4

In the C language a typical way to bind a Socket would be the following way:

int server_socket_fd = socket(AF_INET, SOCK_STREAM, 0);
struct sockaddr_in addr;
int port_number = 55555;

addr.sin_family = AF_INET;
addr.sin_addr.s_addr = htonl(INADDR_ANY);
addr.sin_port = htons(port_number);

int result = bind(server_socket_fd,(struct sockaddr *)&addr , sizeof(addr));
if(bind_result > 0)
{
    // Stuff
}

I am wondering why the cast from sockaddr_in to sockaddr works since I cant find any documentation why it works. It just seems like everyone just does it.

Why does the typecast work here?

I am not asking why we cast it, this has been answered here. I am asking why it works.

Moritz Schmidt
  • 2,635
  • 3
  • 27
  • 51
  • 2
    Possible duplicate of [Why do we cast sockaddr\_in to sockaddr when calling bind()?](https://stackoverflow.com/q/21099041/608639) and [Casting structure pointers between structs containing pointers to different types?](https://stackoverflow.com/q/27120486/608639) – jww Jul 11 '18 at 14:27
  • 2
    I personally use an union for this case. – Stargateur Jul 11 '18 at 20:19

4 Answers4

5

It is allowed to convert a struct pointer to a different struct pointer and back. This is detailed in section 6.3.2.3p7 of the C standard:

A pointer to an object type may be converted to a pointer to a different object type. If the resulting pointer is not correctly aligned for the referenced type, the behavior is undefined. Otherwise, when converted back again, the result shall compare equal to the original pointer. When a pointer to an object is converted to a pointer to a character type, the result points to the lowest addressed byte of the object. Successive increments of the result, up to the size of the object, yield pointers to the remaining bytes of the object.

There is a restriction in the above passage regarding alignment which is further detailed in section 6.2.5p28:

A pointer to void shall have the same representation and alignment requirements as a pointer to a character type.48) Similarly, pointers to qualified or unqualified versions of compatible types shall have the same representation and alignment requirements. All pointers to structure types shall have the same representation and alignment requirements as each other. All pointers to union types shall have the same representation and alignment requirements as each other. Pointers to other types need not have the same representation or alignment requirements.

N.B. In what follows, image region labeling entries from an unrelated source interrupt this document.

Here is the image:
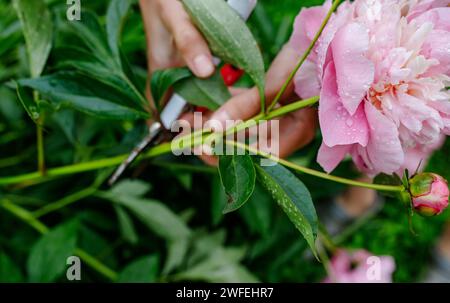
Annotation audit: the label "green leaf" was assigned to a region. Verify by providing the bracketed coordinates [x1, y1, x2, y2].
[27, 220, 78, 282]
[106, 0, 131, 60]
[373, 173, 402, 197]
[183, 0, 265, 110]
[163, 237, 189, 274]
[16, 83, 41, 122]
[114, 205, 139, 244]
[255, 163, 318, 256]
[105, 189, 190, 240]
[18, 72, 148, 120]
[13, 0, 53, 78]
[219, 155, 256, 213]
[239, 184, 273, 236]
[211, 176, 227, 226]
[174, 71, 231, 110]
[150, 68, 192, 107]
[0, 251, 23, 283]
[118, 256, 159, 283]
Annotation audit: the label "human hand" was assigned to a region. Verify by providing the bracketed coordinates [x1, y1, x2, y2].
[207, 44, 318, 163]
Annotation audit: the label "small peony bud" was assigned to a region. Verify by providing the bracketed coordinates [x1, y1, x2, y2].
[409, 173, 449, 217]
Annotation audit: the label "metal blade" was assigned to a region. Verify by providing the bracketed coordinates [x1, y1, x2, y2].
[108, 122, 162, 186]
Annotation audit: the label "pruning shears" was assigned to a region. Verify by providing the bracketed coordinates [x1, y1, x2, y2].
[108, 0, 258, 186]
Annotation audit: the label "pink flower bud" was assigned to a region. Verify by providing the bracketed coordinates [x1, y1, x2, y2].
[409, 173, 449, 217]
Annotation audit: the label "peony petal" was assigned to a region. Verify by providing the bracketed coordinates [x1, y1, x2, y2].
[413, 7, 450, 31]
[331, 23, 375, 115]
[319, 63, 369, 147]
[364, 102, 404, 174]
[317, 142, 352, 173]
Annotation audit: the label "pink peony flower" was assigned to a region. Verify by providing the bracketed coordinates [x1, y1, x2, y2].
[409, 173, 449, 217]
[323, 249, 395, 283]
[290, 0, 450, 175]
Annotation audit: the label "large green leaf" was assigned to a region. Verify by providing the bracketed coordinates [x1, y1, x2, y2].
[183, 0, 265, 110]
[106, 0, 132, 58]
[255, 164, 318, 254]
[118, 256, 159, 283]
[16, 83, 40, 121]
[219, 155, 256, 213]
[18, 72, 148, 120]
[69, 11, 112, 69]
[13, 0, 53, 78]
[103, 181, 190, 241]
[174, 71, 231, 110]
[27, 221, 78, 282]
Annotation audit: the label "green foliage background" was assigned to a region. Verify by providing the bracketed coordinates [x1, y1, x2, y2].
[0, 0, 450, 282]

Presumably, the bind function knows what kind of socket descriptor it has and converts the struct sockaddr * back to a struct sockaddr_in *.

dbush
  • 205,898
  • 23
  • 218
  • 273
  • "*Presumably, the `bind` function knows what kind of socket descriptor it has*" - yes, as the address family is part of the socket's internal info. `bind()` (and `connect()`) validates the passed in `sockaddr` matches the socket's address family. "*and converts the `struct sockaddr *` back to a `struct sockaddr_in *`*" - yes (for `AF_INET`) after checking that the passed `sockaddr` is the correct family AND byte size (which is why `bind()`, `connect()`, and `accept()` have a parameter to receive the size of the `sockaddr`). If a mismatch occurs, `bind()` (and `connect()` and `accept()`) fails. – Remy Lebeau Jul 12 '18 at 01:31
3

The sockaddr struct basically has only one field, the address family. The code that receives this structure can use this field to determine what is the actual type of the structure. All the structures that are really used also have this field as the first one and therefore the value is deterministic.

The implementations also make the structures the same size with padding, so the memory usage is also completely deterministic. This makes it work properly.

For example Microsoft defines the sockaddr structure in Visual Studio 2017 as

struct sockaddr {  
    unsigned short sa_family;  
    char sa_data[14];  
};

sa_data
Maximum size of all the different socket address structures.

So any “child” struct that may be sent must have 14 bytes of data in it, no more or less.

Whereas sockaddr_in is

struct sockaddr_in{  
    short sin_family;  
    unsigned short sin_port;  
struct in_addr sin_addr;  
    char sin_zero[8];  
};

Here the port and in_addr require six bytes in total so 8 bytes of padding is used to keep the size the same as sockaddr.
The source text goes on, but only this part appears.